Keynote Panel: “New and old Data stores” held at ICOODB 2010 Frankfurt on September 29, 2010. Part II of the Video of the Keynote Panel: “New and old Data stores”, held at ICOODB 2010 Frankfurt on September 29, 2010.

Panelists: Ulf Michael (Monty) Widenius, main author of the original version of the open source MySQL database. Michael Keith, architect at Oracle. Patrick Linskey, Apache OpenJPA project. Robert Greene, Chief Strategist Versant. Leon Guzenda, Chief Technology Officer Objectivity. Peter Neubauer, COO NeoTechnology.

Moderators: Alan Dearle, University of St. Andrew. Roberto V. Zicari, Goethe University Frankfurt.

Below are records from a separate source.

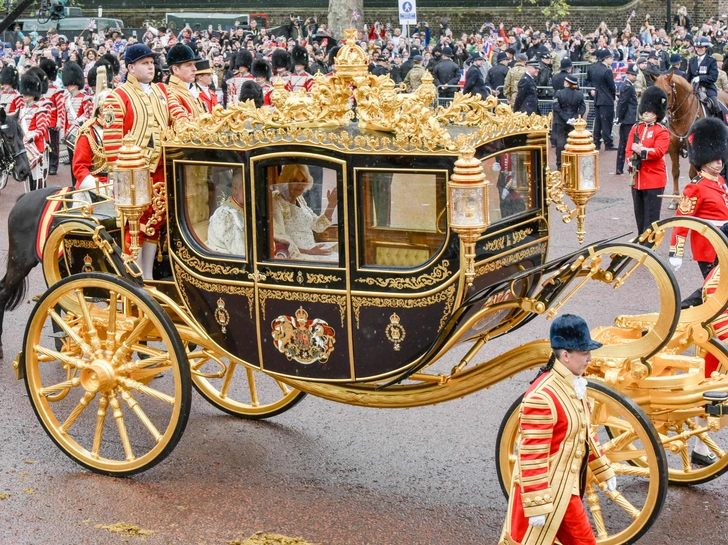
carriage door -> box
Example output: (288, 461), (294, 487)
(251, 153), (353, 380)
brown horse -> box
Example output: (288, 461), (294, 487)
(653, 72), (728, 210)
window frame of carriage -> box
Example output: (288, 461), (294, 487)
(250, 151), (349, 271)
(352, 166), (451, 274)
(172, 159), (250, 263)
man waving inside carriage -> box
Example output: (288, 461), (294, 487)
(688, 36), (726, 121)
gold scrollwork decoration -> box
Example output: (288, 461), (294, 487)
(355, 259), (452, 290)
(351, 285), (456, 331)
(306, 273), (341, 284)
(258, 289), (346, 327)
(175, 265), (255, 320)
(176, 240), (245, 275)
(475, 242), (546, 276)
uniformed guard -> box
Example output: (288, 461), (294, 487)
(195, 59), (217, 113)
(615, 64), (639, 176)
(0, 64), (23, 113)
(688, 37), (723, 117)
(513, 59), (541, 115)
(499, 314), (617, 545)
(552, 74), (586, 169)
(167, 44), (205, 118)
(286, 45), (313, 93)
(103, 43), (188, 279)
(463, 51), (490, 100)
(626, 86), (670, 234)
(670, 115), (728, 278)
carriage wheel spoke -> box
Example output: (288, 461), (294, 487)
(247, 364), (260, 407)
(91, 394), (109, 459)
(121, 390), (162, 443)
(118, 377), (174, 406)
(61, 392), (96, 434)
(220, 362), (236, 397)
(109, 392), (136, 462)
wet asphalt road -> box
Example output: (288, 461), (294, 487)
(0, 152), (728, 545)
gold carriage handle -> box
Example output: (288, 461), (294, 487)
(639, 216), (728, 327)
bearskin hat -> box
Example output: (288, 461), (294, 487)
(250, 59), (273, 79)
(688, 118), (728, 169)
(291, 45), (308, 66)
(61, 62), (86, 89)
(25, 66), (48, 95)
(235, 49), (253, 70)
(38, 58), (58, 81)
(240, 80), (263, 108)
(639, 85), (667, 121)
(20, 71), (43, 98)
(101, 53), (121, 75)
(0, 64), (18, 89)
(270, 49), (291, 70)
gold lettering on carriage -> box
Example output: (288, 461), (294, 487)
(483, 227), (533, 252)
(271, 307), (336, 365)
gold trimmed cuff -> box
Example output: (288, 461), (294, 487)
(589, 455), (614, 483)
(521, 487), (554, 517)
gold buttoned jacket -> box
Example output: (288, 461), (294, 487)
(502, 360), (614, 545)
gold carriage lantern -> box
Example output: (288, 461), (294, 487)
(112, 134), (152, 261)
(561, 117), (599, 244)
(447, 146), (490, 288)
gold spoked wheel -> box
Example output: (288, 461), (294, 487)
(185, 342), (306, 420)
(496, 382), (667, 545)
(23, 273), (191, 476)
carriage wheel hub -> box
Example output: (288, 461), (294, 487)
(81, 360), (116, 392)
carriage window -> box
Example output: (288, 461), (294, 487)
(483, 150), (537, 223)
(183, 164), (246, 257)
(264, 163), (339, 265)
(358, 170), (447, 268)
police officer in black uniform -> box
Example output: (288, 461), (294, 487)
(463, 51), (490, 100)
(551, 57), (572, 94)
(551, 74), (586, 169)
(615, 64), (639, 176)
(591, 49), (617, 151)
(513, 59), (541, 115)
(485, 51), (510, 93)
(688, 36), (721, 116)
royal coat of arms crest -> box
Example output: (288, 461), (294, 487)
(271, 307), (336, 365)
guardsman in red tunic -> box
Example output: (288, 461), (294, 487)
(270, 49), (291, 84)
(104, 43), (188, 279)
(670, 118), (728, 278)
(167, 44), (205, 118)
(226, 49), (253, 106)
(18, 71), (50, 191)
(0, 64), (23, 114)
(499, 314), (617, 545)
(625, 86), (670, 235)
(286, 45), (313, 93)
(38, 58), (66, 175)
(195, 59), (217, 113)
(250, 59), (273, 106)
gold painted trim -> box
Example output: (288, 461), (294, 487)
(171, 156), (249, 266)
(353, 165), (450, 275)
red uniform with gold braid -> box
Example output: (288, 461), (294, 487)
(499, 314), (616, 545)
(103, 74), (189, 244)
(670, 171), (728, 263)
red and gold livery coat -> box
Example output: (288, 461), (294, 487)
(670, 170), (728, 263)
(167, 76), (205, 118)
(501, 360), (614, 545)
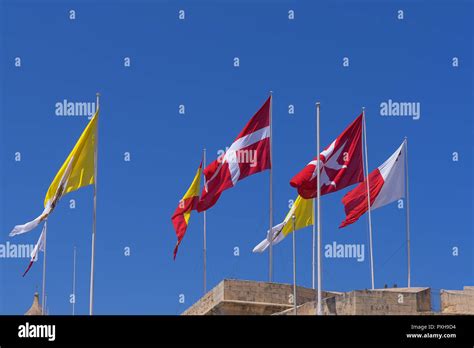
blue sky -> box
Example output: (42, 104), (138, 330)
(0, 0), (474, 314)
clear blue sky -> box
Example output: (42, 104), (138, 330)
(0, 0), (474, 314)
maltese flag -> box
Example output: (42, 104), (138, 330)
(23, 223), (46, 277)
(339, 141), (406, 228)
(197, 96), (272, 212)
(290, 114), (364, 199)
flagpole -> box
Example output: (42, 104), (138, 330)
(89, 93), (100, 315)
(362, 107), (375, 290)
(268, 91), (273, 282)
(291, 214), (298, 315)
(72, 247), (76, 315)
(202, 149), (207, 294)
(316, 102), (323, 315)
(405, 137), (411, 287)
(311, 203), (316, 289)
(42, 219), (48, 315)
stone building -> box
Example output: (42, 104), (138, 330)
(182, 279), (474, 315)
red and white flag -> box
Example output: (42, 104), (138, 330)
(339, 141), (405, 228)
(197, 96), (272, 212)
(290, 114), (364, 199)
(23, 223), (46, 277)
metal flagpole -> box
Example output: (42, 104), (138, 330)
(202, 149), (207, 294)
(89, 93), (100, 315)
(291, 214), (298, 315)
(268, 91), (273, 282)
(311, 198), (316, 289)
(316, 102), (323, 315)
(42, 219), (48, 315)
(72, 247), (76, 315)
(405, 137), (411, 287)
(362, 107), (375, 290)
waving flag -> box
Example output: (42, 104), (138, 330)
(339, 141), (405, 228)
(253, 196), (313, 253)
(290, 114), (364, 199)
(23, 223), (46, 277)
(171, 162), (202, 259)
(10, 110), (99, 237)
(198, 96), (271, 212)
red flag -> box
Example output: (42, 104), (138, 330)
(290, 114), (364, 199)
(339, 142), (405, 228)
(198, 96), (271, 212)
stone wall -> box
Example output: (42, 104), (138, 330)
(183, 279), (474, 315)
(183, 279), (336, 315)
(441, 286), (474, 314)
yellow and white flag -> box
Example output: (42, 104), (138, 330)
(253, 196), (313, 253)
(10, 110), (99, 237)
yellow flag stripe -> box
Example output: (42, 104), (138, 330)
(44, 109), (99, 207)
(281, 196), (313, 236)
(182, 167), (202, 201)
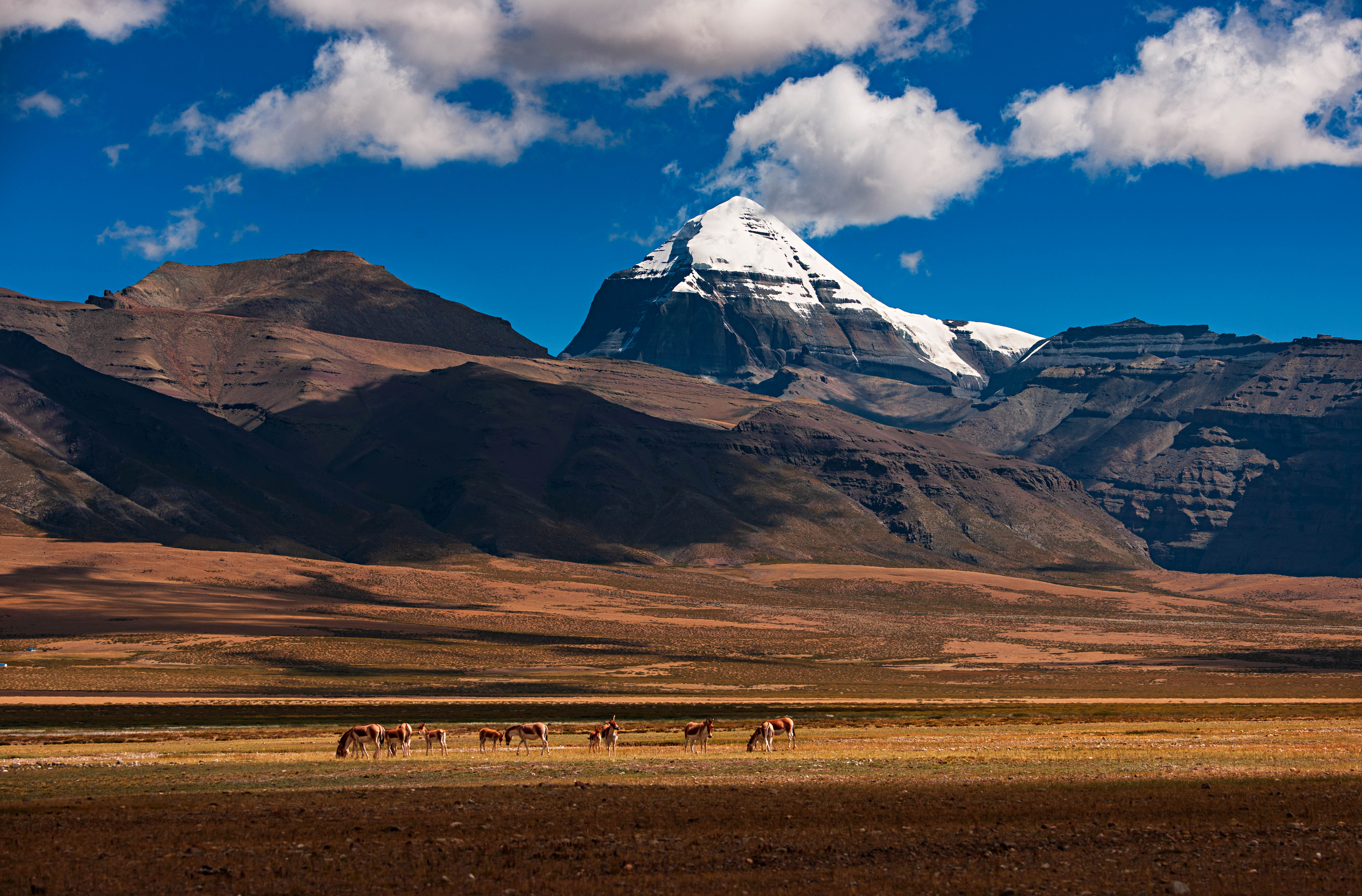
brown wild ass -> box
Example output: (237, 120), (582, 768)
(681, 719), (714, 753)
(748, 722), (775, 753)
(601, 716), (620, 756)
(415, 722), (449, 756)
(387, 722), (411, 759)
(336, 724), (387, 759)
(767, 716), (794, 750)
(501, 722), (549, 756)
(478, 729), (511, 753)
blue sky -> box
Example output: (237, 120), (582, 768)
(0, 0), (1362, 351)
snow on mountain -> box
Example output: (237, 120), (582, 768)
(564, 196), (1039, 389)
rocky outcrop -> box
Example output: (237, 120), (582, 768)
(1021, 317), (1280, 369)
(0, 330), (452, 560)
(245, 364), (1148, 569)
(86, 249), (548, 358)
(949, 320), (1362, 575)
(564, 196), (1038, 394)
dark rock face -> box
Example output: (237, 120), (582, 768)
(949, 321), (1362, 575)
(86, 249), (548, 358)
(1023, 317), (1280, 369)
(256, 364), (1148, 569)
(564, 197), (1038, 395)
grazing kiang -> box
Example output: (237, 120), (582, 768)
(748, 722), (775, 753)
(478, 729), (509, 753)
(767, 715), (794, 750)
(415, 722), (449, 756)
(387, 722), (411, 759)
(682, 719), (714, 753)
(336, 724), (387, 759)
(501, 722), (549, 756)
(601, 716), (621, 756)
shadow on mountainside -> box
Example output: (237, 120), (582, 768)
(255, 362), (1149, 571)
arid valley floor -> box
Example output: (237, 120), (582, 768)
(0, 538), (1362, 896)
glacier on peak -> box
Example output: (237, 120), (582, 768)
(563, 196), (1041, 391)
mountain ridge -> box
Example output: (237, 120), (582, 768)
(86, 249), (549, 358)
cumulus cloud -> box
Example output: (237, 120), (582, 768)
(19, 90), (67, 118)
(95, 174), (245, 261)
(152, 0), (974, 170)
(711, 64), (1000, 236)
(1008, 8), (1362, 176)
(95, 206), (203, 261)
(271, 0), (974, 91)
(0, 0), (169, 41)
(152, 37), (558, 170)
(185, 174), (241, 208)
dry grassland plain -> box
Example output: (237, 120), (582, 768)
(0, 538), (1362, 896)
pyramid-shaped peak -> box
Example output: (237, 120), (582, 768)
(633, 196), (844, 285)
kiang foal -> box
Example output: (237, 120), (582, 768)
(601, 716), (621, 756)
(748, 722), (775, 753)
(767, 715), (794, 750)
(336, 724), (387, 759)
(501, 722), (549, 756)
(415, 722), (449, 756)
(682, 719), (714, 753)
(387, 722), (411, 759)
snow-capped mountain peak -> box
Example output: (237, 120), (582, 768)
(564, 196), (1039, 388)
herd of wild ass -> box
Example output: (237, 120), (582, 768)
(336, 716), (794, 759)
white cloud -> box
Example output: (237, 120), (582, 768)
(185, 174), (241, 208)
(19, 90), (67, 118)
(152, 0), (974, 170)
(95, 174), (245, 261)
(152, 37), (558, 170)
(1008, 8), (1362, 176)
(95, 206), (203, 261)
(711, 64), (1000, 236)
(271, 0), (974, 93)
(0, 0), (169, 41)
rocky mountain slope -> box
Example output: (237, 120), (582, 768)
(564, 196), (1039, 395)
(86, 249), (548, 358)
(0, 275), (1148, 569)
(0, 331), (454, 561)
(0, 293), (775, 429)
(949, 320), (1362, 575)
(255, 364), (1148, 569)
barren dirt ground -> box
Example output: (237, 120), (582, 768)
(0, 537), (1362, 701)
(0, 718), (1362, 896)
(0, 538), (1362, 896)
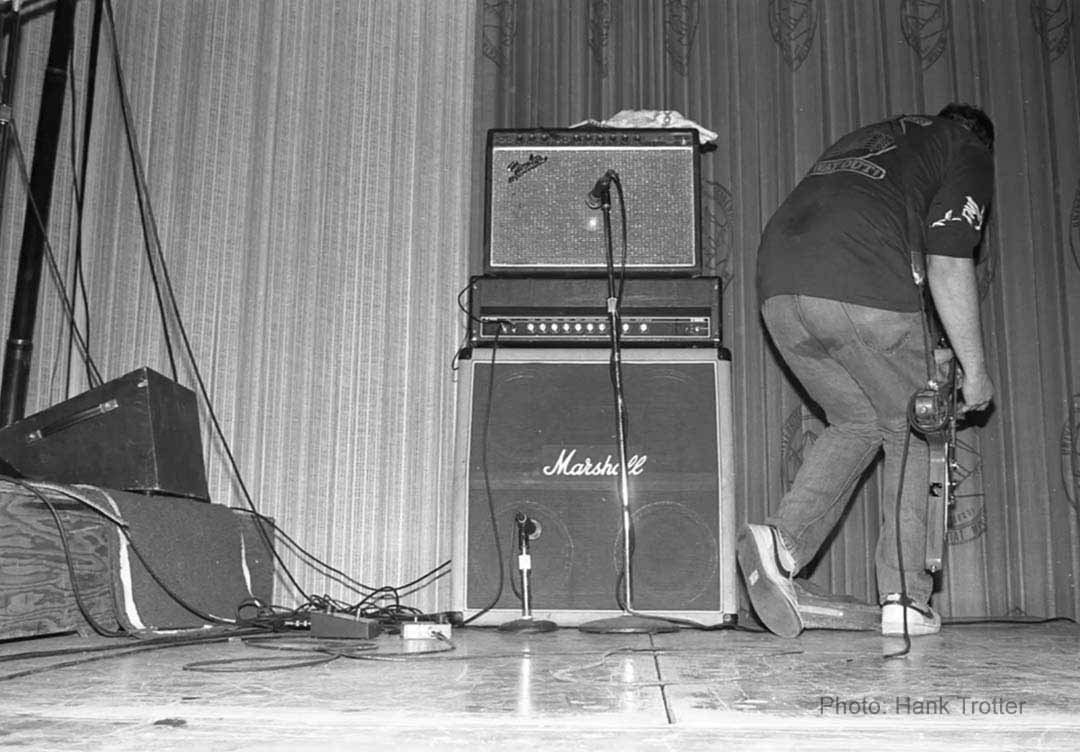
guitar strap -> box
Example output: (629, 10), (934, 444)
(896, 116), (942, 386)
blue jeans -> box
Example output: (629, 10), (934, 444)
(761, 295), (933, 603)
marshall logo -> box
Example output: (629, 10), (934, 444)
(507, 155), (548, 183)
(541, 449), (649, 476)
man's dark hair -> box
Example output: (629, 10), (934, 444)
(937, 102), (994, 151)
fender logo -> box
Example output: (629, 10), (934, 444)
(507, 155), (548, 183)
(540, 449), (649, 476)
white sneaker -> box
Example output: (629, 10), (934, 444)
(881, 593), (942, 637)
(738, 525), (802, 637)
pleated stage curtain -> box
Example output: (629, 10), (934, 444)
(472, 0), (1080, 617)
(0, 0), (475, 608)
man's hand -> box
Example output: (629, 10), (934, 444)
(957, 371), (994, 414)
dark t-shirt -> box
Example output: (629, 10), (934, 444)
(757, 116), (994, 311)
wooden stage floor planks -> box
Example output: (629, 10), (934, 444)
(0, 620), (1080, 752)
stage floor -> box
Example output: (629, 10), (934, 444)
(0, 620), (1080, 752)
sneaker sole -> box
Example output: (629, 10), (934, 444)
(738, 526), (802, 637)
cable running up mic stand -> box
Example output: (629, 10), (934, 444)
(578, 170), (678, 634)
(499, 512), (557, 632)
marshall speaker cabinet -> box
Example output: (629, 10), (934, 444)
(484, 129), (701, 277)
(454, 348), (738, 626)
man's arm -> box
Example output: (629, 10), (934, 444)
(927, 254), (994, 412)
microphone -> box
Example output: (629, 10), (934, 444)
(585, 170), (619, 209)
(514, 512), (543, 540)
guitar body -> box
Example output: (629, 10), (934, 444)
(926, 431), (953, 572)
(912, 351), (957, 572)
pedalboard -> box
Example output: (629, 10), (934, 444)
(469, 277), (721, 347)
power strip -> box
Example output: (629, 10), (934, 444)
(402, 621), (453, 640)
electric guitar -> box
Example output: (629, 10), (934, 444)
(912, 348), (959, 572)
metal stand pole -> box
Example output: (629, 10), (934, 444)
(499, 512), (557, 632)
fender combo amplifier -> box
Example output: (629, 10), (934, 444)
(484, 127), (701, 277)
(0, 367), (210, 501)
(453, 348), (738, 626)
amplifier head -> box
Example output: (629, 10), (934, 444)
(484, 129), (701, 277)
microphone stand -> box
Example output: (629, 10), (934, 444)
(578, 175), (678, 634)
(499, 512), (557, 632)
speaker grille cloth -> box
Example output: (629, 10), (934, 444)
(467, 362), (719, 610)
(488, 146), (698, 269)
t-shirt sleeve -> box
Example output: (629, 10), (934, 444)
(926, 133), (994, 258)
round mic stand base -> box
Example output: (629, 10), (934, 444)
(499, 616), (558, 634)
(578, 614), (678, 634)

The world of data management is changing. The linkage to service platforms, operation within scalable (cloud) platforms, object-relational bindings, NoSQL databases, and new approaches to concurrency control are all becoming hot topics both in academia and industry. The name NoSQL databases attempts to label the emergences of such growing number of non-relational, distributed data stores that often did not attempt to provide ACID properties. ACID properties are the key attributes of classic relational database systems. Such “new data stores” differ from classic relational databases, they may not require fixed table schemas, and usually avoid join operations and typically scale horizontally. The panel discussed the pros and cons of new data stores with respect to classical relational databases.